Changes to the cytokine microenvironment in the genital tract mucosa of HIV+ women.

作者信息

Olaitan A, Johnson M A, Reid W M, Poulter L W

机构信息

Department of Obstetrics and Gynaecology, The Royal Free Hospital and School of Medicine, London, UK.

出版信息

Clin Exp Immunol. 1998 Apr;112(1):100-4. doi: 10.1046/j.1365-2249.1998.00561.x.

Abstract

As previous studies have indicated that genital tract mucosal T cell function may be impaired in HIV infection, we investigated the T cell cytokine mRNA in the genital tract mucosa of HIV-infected women to determine if there are alterations in the cytokine profile which may explain the T cell impairment. The in situ hybridization technique was used to investigate the T helper-1 (Th1: IL-2, interferon-gamma (IFN-gamma)) and Th2 cytokine (IL-4, IL-5, IL-10) mRNA profile in cervical biopsies from 10 HIV+ and 10 HIV- subjects. Cervical intraepithelial neoplasia (CIN) and genital infection had previously been excluded and the distribution of immunocompetent cells within the cervical mucosa was known for each subject. Non-parametric tests were used to compare the optical density (OD) of cytokine mRNA in the HIV+ and HIV- groups.
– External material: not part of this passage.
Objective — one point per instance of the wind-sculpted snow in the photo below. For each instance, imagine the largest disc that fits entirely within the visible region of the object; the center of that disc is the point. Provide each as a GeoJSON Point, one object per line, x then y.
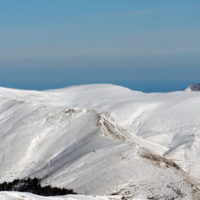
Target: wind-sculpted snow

Comparisons were also made between peripheral CD4 lymphocyte counts, cervical CD4/CD8 T lymphocyte ratios and cytokine mRNA OD in HIV+ subjects. The HIV+ women had significantly higher mRNA OD for the Th2 cytokines IL-4, IL-5 and IL-10 than HIV women. There was also significantly lower IL-2 mRNA OD in the former group. HIV+ women had lower IFN-gamma mRNA than HIV- women, but the difference was not statistically significant. There was no correlation between cytokine mRNA OD and peripheral CD4 count or cervical CD4/CD8 ratio. The predominance of Th2 cytokines, which are immuno-inhibitory, in the cervical mucosa of HIV+ women may underlie the impaired cytotoxic potential observed in the CD8+ T lymphocytes and may contribute to the susceptibility of HIV-infected women to recurrent genital tract infections and cervical neoplasia.

摘要

正如先前的研究表明,HIV感染可能会损害生殖道黏膜T细胞功能,我们对HIV感染女性的生殖道黏膜中的T细胞细胞因子mRNA进行了研究,以确定细胞因子谱是否存在改变,这可能解释T细胞功能受损的原因。采用原位杂交技术研究了10名HIV阳性和10名HIV阴性受试者宫颈活检组织中辅助性T细胞1(Th1:白细胞介素-2、干扰素-γ(IFN-γ))和Th2细胞因子(白细胞介素-4、白细胞介素-5、白细胞介素-10)的mRNA谱。先前已排除宫颈上皮内瘤变(CIN)和生殖道感染,并且已知每个受试者宫颈黏膜内免疫活性细胞的分布情况。使用非参数检验比较HIV阳性组和HIV阴性组中细胞因子mRNA的光密度(OD)。还对HIV阳性受试者的外周血CD4淋巴细胞计数、宫颈CD4/CD8 T淋巴细胞比值和细胞因子mRNA OD进行了比较。HIV阳性女性的Th2细胞因子白细胞介素-4、白细胞介素-5和白细胞介素-10的mRNA OD显著高于HIV阴性女性。前一组的白细胞介素-2 mRNA OD也显著较低。HIV阳性女性的干扰素-γ mRNA低于HIV阴性女性,但差异无统计学意义。细胞因子mRNA OD与外周血CD4计数或宫颈CD4/CD8比值之间无相关性。免疫抑制性的Th2细胞因子在HIV阳性女性宫颈黏膜中的优势可能是CD8 + T淋巴细胞细胞毒性潜能受损的基础,并且可能导致HIV感染女性易患复发性生殖道感染和宫颈肿瘤。